Active Vision for Social Robot Navigation with DreamerV3

Active Vision for Social Navigation (AVSN) is a joint reinforcement learning framework that teaches a rover where to look and where to drive within a single end-to-end policy. Instead of training separate perception and control modules, AVSN uses a DreamerV3 latent world model to solve the credit-assignment problem inherent in active sensing: the agent must discover that choosing a particular camera gaze direction now will produce observations that make future navigation decisions easier.

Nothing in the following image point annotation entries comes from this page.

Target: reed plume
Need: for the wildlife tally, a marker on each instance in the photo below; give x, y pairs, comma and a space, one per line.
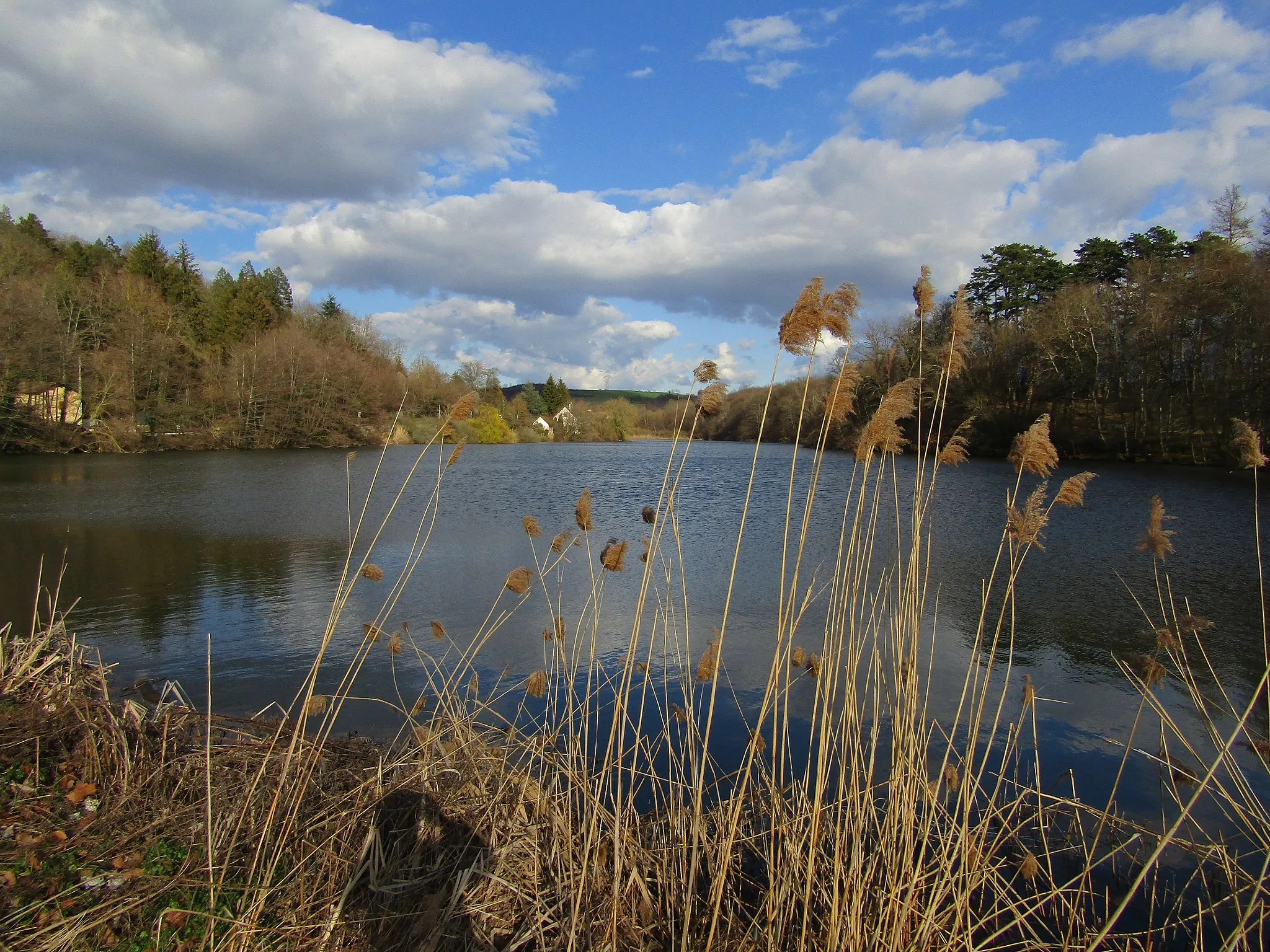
882, 432
464, 407
1033, 451
1157, 540
1248, 444
923, 294
710, 400
705, 372
518, 580
536, 684
614, 558
1025, 524
1072, 491
709, 663
841, 398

The policy outputs three values simultaneously — linear velocity, angular velocity, and a discrete pan-window index — so locomotion and gaze are co-optimised from the start. Paper: Active Vision for Social Navigation (Vice & Sukthankar, 2025)

System Architecture

The pipeline connects five components across three repositories. Data flows from the fisheye camera through perception and into the RL agent, with the gaze action feeding back to select the next camera window.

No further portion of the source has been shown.